But also when you think about small parts of your software, here’s a post from Ingo Eichhorst who says, hey I don’t care anymore about the programming language.

Let the LLM decide what’s the best language for the task.

The LLM will implement it and the LLM will take care of it.

So it’s not anymore about what is the best language for the team, what is the best language I know.

It’s more about what is the best language for this task and for the LLM.

So it might be that there’s a great language for a certain task but the LLM doesn’t know about it.

Then it’s not a fit.

But as you can see Ingo is fine with it and his repositories contain lots of different languages.

He also follows the approach of lazy architecture because architecture is also about having options having options in the future to change something.

In the past we thought about the architecture up front, which kind of components we need.

And Ingo says, hey I don’t have to implement Terraform, Puppet, Ansible up front when a small bash script might be enough.

And again it’s handled by the LLM.

And if it grows bigger I can still decide whether to use a bigger product and let the LLM convert it.

And when we think about those decisions and architecture and architecture, software architecture, I often use the analogy of real architecture.

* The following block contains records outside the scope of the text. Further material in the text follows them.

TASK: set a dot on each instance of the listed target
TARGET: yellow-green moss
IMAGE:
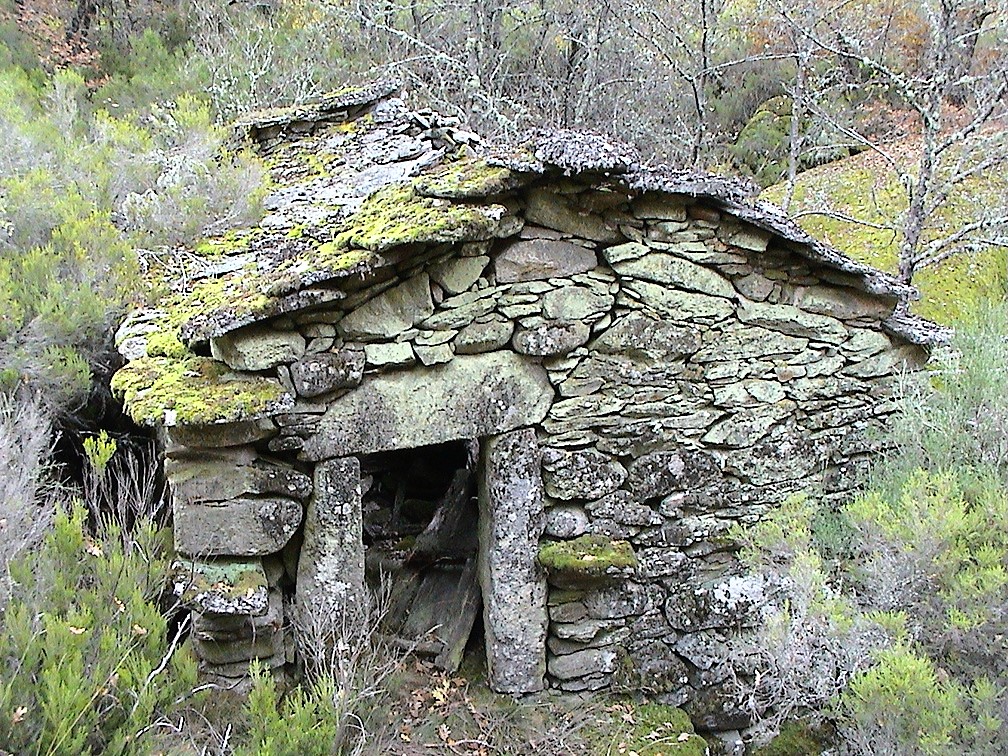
(466, 178)
(397, 215)
(647, 730)
(586, 559)
(194, 390)
(865, 189)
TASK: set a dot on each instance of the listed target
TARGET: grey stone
(622, 507)
(323, 373)
(554, 211)
(257, 348)
(390, 312)
(685, 306)
(435, 355)
(396, 354)
(331, 569)
(514, 588)
(636, 335)
(470, 397)
(576, 303)
(565, 521)
(673, 271)
(210, 480)
(486, 336)
(538, 259)
(459, 274)
(792, 321)
(245, 526)
(552, 338)
(585, 474)
(622, 252)
(220, 434)
(582, 663)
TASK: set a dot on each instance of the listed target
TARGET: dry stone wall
(680, 372)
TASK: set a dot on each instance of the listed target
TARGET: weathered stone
(458, 274)
(210, 480)
(538, 259)
(245, 526)
(390, 312)
(470, 397)
(331, 568)
(681, 305)
(320, 374)
(435, 355)
(257, 348)
(220, 434)
(552, 338)
(514, 589)
(565, 521)
(552, 210)
(656, 474)
(222, 587)
(673, 271)
(792, 321)
(576, 303)
(582, 663)
(622, 252)
(636, 335)
(396, 354)
(846, 303)
(485, 336)
(585, 474)
(622, 507)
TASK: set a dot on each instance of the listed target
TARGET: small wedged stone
(323, 373)
(551, 338)
(485, 336)
(584, 474)
(539, 259)
(222, 587)
(244, 526)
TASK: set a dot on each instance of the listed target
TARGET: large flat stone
(216, 480)
(247, 526)
(514, 589)
(257, 348)
(331, 567)
(390, 312)
(537, 259)
(472, 396)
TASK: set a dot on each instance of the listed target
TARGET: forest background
(880, 125)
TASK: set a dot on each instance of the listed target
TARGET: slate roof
(361, 182)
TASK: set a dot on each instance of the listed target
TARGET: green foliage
(85, 660)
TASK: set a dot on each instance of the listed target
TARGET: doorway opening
(421, 539)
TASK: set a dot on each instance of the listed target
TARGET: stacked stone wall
(697, 371)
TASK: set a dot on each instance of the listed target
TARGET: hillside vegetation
(855, 204)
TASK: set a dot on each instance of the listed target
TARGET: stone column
(514, 587)
(331, 597)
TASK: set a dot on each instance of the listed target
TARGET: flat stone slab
(246, 526)
(472, 396)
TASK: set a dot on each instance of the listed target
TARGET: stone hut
(530, 388)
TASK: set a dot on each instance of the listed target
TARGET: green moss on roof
(467, 178)
(397, 215)
(194, 390)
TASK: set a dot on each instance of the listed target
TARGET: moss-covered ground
(854, 204)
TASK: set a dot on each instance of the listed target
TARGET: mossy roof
(359, 183)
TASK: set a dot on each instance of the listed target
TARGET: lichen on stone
(467, 178)
(194, 391)
(586, 560)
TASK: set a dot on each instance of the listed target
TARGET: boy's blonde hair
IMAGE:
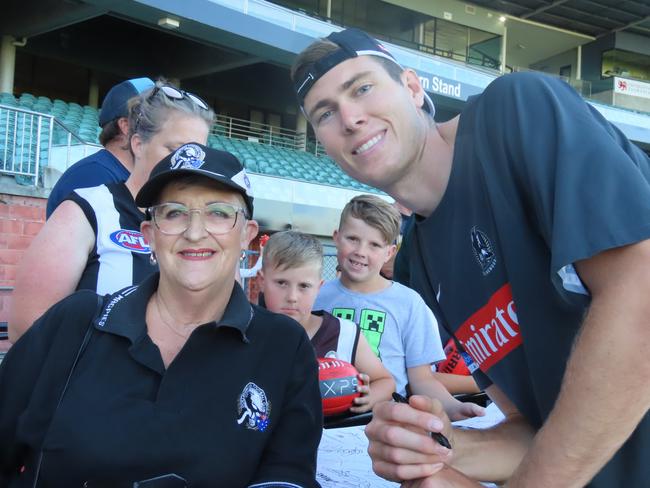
(291, 249)
(375, 212)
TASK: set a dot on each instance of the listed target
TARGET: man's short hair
(327, 53)
(321, 48)
(375, 212)
(290, 249)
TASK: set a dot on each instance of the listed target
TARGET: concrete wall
(553, 64)
(482, 18)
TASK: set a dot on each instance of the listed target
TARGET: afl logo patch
(483, 250)
(131, 240)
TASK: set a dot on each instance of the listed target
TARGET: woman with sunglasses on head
(179, 377)
(93, 241)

Now imagine you have a building, a house, and you have the floor plans, the architecture, the outer walls, the height of the ceiling.

And yes it’s not easy to change at the moment with the current technology.

But imagine that you could tear down such a building and rebuild it with a slight change in the architecture within one day.

Maybe in the future with those concrete 3D printers you can just tear it down again, rebuild it again.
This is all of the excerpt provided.